# I need help!!!...re: a rescue we just got



## mylissyk (Feb 25, 2007)

This is not what you want to hear, but some dogs prey drives are too high. From what you are describing I would never trust this dog with the cats. I don't think a dog with this type of prey drive can be taught to leave the cats alone. 

I'm sorry, I know you'd rather hear she can be taught to leave them alone.


----------



## maggie1951 (Apr 20, 2007)

Its a hard call some dogs are good with cats straight away but i have a rescue Charlie and she hates cats i don't have cats but if i did i am pretty sure it would work out in the end.
I also have a rescue Daisy and she is good with cats now but she used to chase them but not now.
Good luck i hope it worls out.


----------



## SheetsSM (Jan 17, 2008)

The fact that your girl never backed down after getting attacked by the cat is more than curiosity, she doesn't sound like the right fit. If the prey drive is too high, the chasing won't stop & I fear for your cat's safety. Now if she had backed down with a swat or two to the face, you would be able to work with that. Is the rescue able to "cat test" a golden before sending you home with one?


----------



## MyCodyBoy (Sep 27, 2008)

She does listen very well, but the last bad attack she just got into this zone and I had to really yell loud to get her out of it. I didn't want to get between her and the cat for fear of getting hurt by either one of them.

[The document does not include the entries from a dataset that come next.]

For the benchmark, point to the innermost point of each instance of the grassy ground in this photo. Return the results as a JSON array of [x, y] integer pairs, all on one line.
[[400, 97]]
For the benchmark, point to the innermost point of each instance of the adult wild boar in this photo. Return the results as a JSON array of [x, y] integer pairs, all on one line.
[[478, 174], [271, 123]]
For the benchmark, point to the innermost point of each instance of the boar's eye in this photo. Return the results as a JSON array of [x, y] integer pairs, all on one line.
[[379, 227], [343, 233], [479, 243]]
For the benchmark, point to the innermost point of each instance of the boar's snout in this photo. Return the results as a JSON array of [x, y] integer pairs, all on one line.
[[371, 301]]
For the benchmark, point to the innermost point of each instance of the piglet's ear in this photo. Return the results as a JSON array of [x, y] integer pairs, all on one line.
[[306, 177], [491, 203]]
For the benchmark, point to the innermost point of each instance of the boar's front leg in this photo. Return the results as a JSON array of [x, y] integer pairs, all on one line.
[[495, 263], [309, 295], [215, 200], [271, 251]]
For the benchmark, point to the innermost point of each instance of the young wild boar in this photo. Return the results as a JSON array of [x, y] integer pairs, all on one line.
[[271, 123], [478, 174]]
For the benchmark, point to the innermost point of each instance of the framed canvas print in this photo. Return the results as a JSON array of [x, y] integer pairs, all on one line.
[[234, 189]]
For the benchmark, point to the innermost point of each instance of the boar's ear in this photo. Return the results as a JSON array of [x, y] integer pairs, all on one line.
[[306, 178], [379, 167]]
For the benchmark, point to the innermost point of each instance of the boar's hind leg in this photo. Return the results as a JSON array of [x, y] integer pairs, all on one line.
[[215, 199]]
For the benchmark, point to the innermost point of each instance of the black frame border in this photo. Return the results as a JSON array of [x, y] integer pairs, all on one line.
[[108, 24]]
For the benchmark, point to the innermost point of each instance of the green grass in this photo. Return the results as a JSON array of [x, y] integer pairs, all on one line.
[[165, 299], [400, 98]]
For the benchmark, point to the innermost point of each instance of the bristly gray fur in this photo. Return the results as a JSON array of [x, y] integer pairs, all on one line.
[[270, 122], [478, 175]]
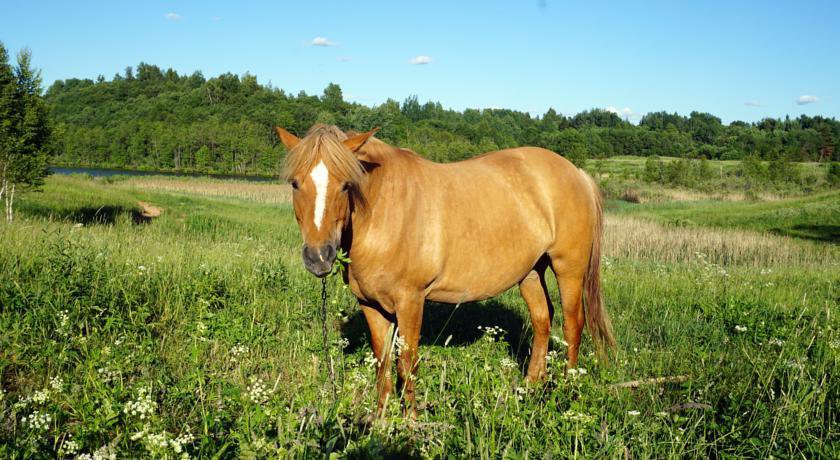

We are going to try and put the cats and the dog together a few times a day to see what happens. I just wish the trial period was longer than 1 week. I might call them and ask them to extend it, just to see what they say.


----------



## MyCodyBoy (Sep 27, 2008)

I shoudl have mentioned, she is not a golden, but they say she is some sort of shepardx(50lbs medium dog). but really, no one can know.
I got her from the City pound where there are no cats, just dogs. So she was never cat tested. She is fantastic with Cody and the kids and listens to my husband and I very well. She is even house broken after being in the shelter for over a month.
I breaks my hear to think I have to take her back.
But I love my cats just the same and don't want them hurt.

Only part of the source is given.